Sadly, almost all the previous inhabitants of the Americas were killed by disease, slavery, and oppression. Landowners began buying labour from Africa, brought over by slave-traders, who rapidly grew rich. In exchange, the slavers brought alcohol, weapons, linen, and other manufactured goods to the West African coast. Tea, cotton, sugar, gold, and silver going to Europe completed the triangle. Later, a fourth corner was added with the establishment of the British colonies in New England, on the northern American Atlantic coast.

As always, with trade along went culture and one of its universal expressions, music. Missionaries and sailors brought hymns and sea-shanties to Africa. The slaves combined these with their own rhythms and working songs from the islands as they laboured in the plantations of the Caribbean and the (US) American South. Spirituals became blues and eventually jazz, moving north in the Great Migration of the newly free after the US Civil War. Then along came Elvis Presley, the Rolling Stones, and a host of others as rock’n’roll took over the world. On another branch, songs of protest galvanized dissent.

This is an oversimplified picture, necessarily. Such simplifications – analogy, description, argument, law, theory – enable scholars to make sense of the impossibly complex realities they inhabit. For example, we can think of the Triangle Trade as an analogy for the world-systems theory of Immanuel Wallerstein. In this view, the trade and the imperial systems it supported were a hugely diverse and complex system by which the European maritime empires robbed the rest of the world of its riches. At the same time, the threads of European political and economic thought began to weave themselves into a blanket for the world.

There had been empires before, certainly. Large, cohesive polities had come and gone. The European imperial system, taken as a whole, dwarfed them all. It essentially defines the modern period, from Columbus’s voyage to the break-up of the formal empires after WWII. Decolonization was an expression of a principle of national self-determination that had its origins in Europe itself. Karl Marx lived in Germany and London, but descendants of his theories have formed the basis of economic and politic ideologies in China, Cuba, and Vietnam. In many places, these ideas have been used against European hegemony.
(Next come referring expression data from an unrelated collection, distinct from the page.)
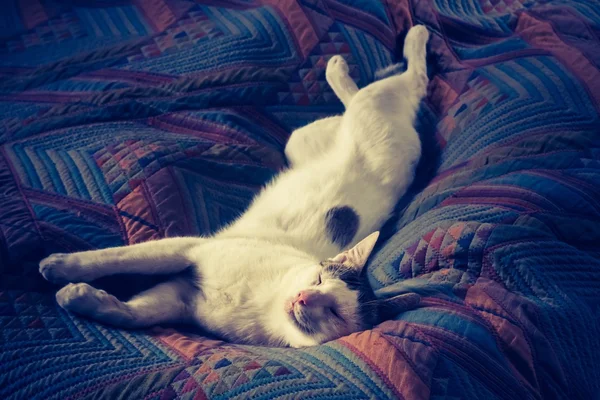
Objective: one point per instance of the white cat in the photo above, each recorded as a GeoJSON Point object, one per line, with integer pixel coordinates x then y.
{"type": "Point", "coordinates": [262, 280]}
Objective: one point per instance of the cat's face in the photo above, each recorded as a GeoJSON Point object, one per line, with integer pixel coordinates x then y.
{"type": "Point", "coordinates": [328, 301]}
{"type": "Point", "coordinates": [334, 299]}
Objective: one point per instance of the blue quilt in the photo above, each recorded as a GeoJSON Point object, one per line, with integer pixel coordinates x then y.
{"type": "Point", "coordinates": [123, 121]}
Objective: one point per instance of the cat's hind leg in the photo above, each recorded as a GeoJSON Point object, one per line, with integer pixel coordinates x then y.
{"type": "Point", "coordinates": [164, 256]}
{"type": "Point", "coordinates": [338, 77]}
{"type": "Point", "coordinates": [314, 139]}
{"type": "Point", "coordinates": [163, 303]}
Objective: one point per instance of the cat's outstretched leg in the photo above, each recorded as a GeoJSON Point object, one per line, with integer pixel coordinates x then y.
{"type": "Point", "coordinates": [155, 257]}
{"type": "Point", "coordinates": [166, 302]}
{"type": "Point", "coordinates": [338, 77]}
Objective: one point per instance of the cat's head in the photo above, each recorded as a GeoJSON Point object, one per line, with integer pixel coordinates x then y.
{"type": "Point", "coordinates": [334, 299]}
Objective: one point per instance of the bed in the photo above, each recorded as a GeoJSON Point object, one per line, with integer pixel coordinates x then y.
{"type": "Point", "coordinates": [123, 121]}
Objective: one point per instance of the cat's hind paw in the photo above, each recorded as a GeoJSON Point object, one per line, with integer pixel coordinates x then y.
{"type": "Point", "coordinates": [336, 67]}
{"type": "Point", "coordinates": [61, 268]}
{"type": "Point", "coordinates": [84, 299]}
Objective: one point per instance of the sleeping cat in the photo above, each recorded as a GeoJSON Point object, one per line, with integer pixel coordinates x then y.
{"type": "Point", "coordinates": [288, 271]}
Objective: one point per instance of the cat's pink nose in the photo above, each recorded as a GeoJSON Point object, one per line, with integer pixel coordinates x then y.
{"type": "Point", "coordinates": [302, 298]}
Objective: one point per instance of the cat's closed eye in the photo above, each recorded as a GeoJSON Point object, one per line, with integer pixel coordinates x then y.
{"type": "Point", "coordinates": [334, 312]}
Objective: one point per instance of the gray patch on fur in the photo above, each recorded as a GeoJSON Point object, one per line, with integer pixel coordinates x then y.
{"type": "Point", "coordinates": [342, 225]}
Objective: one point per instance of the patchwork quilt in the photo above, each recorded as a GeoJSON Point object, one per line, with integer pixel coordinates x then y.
{"type": "Point", "coordinates": [123, 121]}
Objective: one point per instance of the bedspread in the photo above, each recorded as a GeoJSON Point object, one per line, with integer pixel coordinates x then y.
{"type": "Point", "coordinates": [123, 121]}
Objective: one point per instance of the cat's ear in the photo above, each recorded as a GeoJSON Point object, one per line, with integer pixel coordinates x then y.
{"type": "Point", "coordinates": [389, 308]}
{"type": "Point", "coordinates": [357, 256]}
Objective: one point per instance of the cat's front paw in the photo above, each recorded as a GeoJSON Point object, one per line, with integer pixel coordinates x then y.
{"type": "Point", "coordinates": [62, 268]}
{"type": "Point", "coordinates": [336, 66]}
{"type": "Point", "coordinates": [84, 299]}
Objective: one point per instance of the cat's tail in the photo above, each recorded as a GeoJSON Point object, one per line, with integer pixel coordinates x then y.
{"type": "Point", "coordinates": [415, 53]}
{"type": "Point", "coordinates": [390, 70]}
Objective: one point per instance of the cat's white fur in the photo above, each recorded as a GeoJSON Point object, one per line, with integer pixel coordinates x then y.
{"type": "Point", "coordinates": [250, 275]}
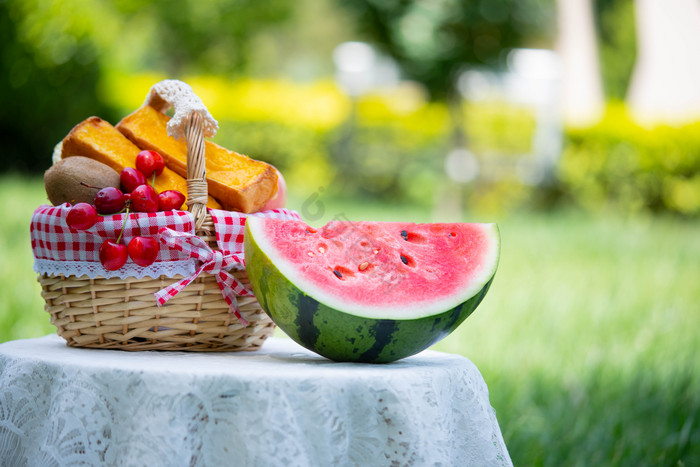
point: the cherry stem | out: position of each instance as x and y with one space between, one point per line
123 224
90 186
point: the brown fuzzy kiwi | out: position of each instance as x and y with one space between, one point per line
64 181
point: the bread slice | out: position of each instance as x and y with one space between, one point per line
99 140
238 182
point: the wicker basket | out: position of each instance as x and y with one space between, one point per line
122 313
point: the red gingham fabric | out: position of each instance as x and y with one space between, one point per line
54 243
214 262
229 228
52 239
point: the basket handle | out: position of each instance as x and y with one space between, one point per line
197 188
192 121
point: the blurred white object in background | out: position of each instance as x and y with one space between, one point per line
582 89
665 85
359 68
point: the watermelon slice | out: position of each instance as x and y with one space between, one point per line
369 291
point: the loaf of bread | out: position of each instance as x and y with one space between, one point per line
238 182
99 140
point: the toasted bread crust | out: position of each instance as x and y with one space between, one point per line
238 182
99 140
Wallerstein’s description of the hub-and-spokes system of imperial centre and exploited periphery is both profoundly European, born of Enlightenment reason and materialism, and profoundly critical of the various depredations of the empires. The same could be said of the liberalism that came before, and the Critical Theory and post-modernism that came after. If there is such a thing as ‘western civilization’, robust intellectual and political disagreement must be part of it, including rock’n’roll rebels.